Letters to the Editor

Wednesday, 7 March 2012

No commercial vehicle idling emission regs set by City of Fredericton or Province

FREDERICTON – The City of Fredericton and the Province of New Brunswick currently have no air quality regulations in place when it comes to commercial transport trucks parked and idling for long periods of time within municipal boundaries. 

“We don’t have any air quality by-laws that we are aware of for commercial vehicles, “ said Fredericton  by-law enforcement officer Don Veysey. “We have regulations for city vehicle emissions, but not for commercial ones,” he said.

Above, a commercial transport truck idling in downtown Fredericton today.

In checking with the Province’s climate change division of the Dept. of Environment, Martin Boulerice made similar comments regarding emission legislation of general commercial vehicles.

“There is no national or provincial regulation on idling parked vehicles [within municipalities]…only provincial vehicles,” he said.

When asked why, Boulerice said vehicle emission standards are often assumed to be sufficient.

Commercial truckers spoken to by this publication on the topic, who preferred to remain anonymous, said they left their large transport trucks idling in Fredericton city limits because it’s hard to get them started on a cold winter day after being shut off. 

However, Boulerice disputed this.

“That used to be true for the older trucks but not for those nowadays,” he said.

The New Brunswick Lung Association was responsible for the City and Province establishing policies for air quality emission standards on their vehicles.

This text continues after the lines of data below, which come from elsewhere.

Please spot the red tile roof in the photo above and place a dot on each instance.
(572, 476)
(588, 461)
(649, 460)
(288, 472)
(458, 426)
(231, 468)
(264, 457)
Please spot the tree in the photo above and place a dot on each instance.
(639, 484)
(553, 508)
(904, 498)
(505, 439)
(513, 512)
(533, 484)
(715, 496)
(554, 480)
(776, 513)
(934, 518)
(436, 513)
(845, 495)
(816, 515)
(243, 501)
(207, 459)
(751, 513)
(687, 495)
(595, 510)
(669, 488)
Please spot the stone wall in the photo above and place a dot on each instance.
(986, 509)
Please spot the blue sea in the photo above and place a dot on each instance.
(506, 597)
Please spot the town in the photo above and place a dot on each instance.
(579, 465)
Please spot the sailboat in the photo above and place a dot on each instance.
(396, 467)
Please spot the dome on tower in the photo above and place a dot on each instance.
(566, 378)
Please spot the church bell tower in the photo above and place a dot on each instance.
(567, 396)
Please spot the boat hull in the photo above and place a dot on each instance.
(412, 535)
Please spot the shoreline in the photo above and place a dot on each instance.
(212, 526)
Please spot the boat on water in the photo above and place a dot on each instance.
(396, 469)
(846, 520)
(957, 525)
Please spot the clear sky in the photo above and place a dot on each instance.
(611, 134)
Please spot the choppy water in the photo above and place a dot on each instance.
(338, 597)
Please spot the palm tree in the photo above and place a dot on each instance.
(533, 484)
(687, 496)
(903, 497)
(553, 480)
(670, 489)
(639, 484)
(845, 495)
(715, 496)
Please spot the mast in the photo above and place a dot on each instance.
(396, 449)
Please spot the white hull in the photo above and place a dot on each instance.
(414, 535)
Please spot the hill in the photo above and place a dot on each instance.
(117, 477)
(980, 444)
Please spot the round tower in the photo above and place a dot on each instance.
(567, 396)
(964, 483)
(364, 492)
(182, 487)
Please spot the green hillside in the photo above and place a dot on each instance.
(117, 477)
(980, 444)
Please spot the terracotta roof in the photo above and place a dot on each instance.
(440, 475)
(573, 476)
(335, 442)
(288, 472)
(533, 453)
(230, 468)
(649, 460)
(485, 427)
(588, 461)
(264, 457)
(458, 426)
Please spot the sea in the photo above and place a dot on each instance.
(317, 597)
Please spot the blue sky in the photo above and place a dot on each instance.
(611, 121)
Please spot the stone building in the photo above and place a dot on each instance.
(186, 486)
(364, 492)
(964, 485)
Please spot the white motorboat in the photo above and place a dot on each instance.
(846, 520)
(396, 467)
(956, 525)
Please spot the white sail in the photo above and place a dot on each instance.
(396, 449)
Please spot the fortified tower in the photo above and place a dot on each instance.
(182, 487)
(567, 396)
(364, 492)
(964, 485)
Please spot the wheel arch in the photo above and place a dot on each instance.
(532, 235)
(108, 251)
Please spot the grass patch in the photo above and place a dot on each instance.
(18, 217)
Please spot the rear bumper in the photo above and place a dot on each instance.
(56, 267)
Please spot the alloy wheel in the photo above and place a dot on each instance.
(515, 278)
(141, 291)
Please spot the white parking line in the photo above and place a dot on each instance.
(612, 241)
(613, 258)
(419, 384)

President and CEO, Barb MacKinnon, weighed in on the idling issue commercial vehicles pose to the citizens the lobby represents saying, "It is important to get the message out that vehicle emissions are toxic to our health..."

Further research found neither the City of Saint John, nor the City of Moncton, have emission standards for the idling of large commercial transport trucks within city limits. Their policies are limited to their own city vehicles.

Above, the lights are on but nobody is home. This backhoe was left idling in the parking lot of a downtown apartment complex in Fredericton today.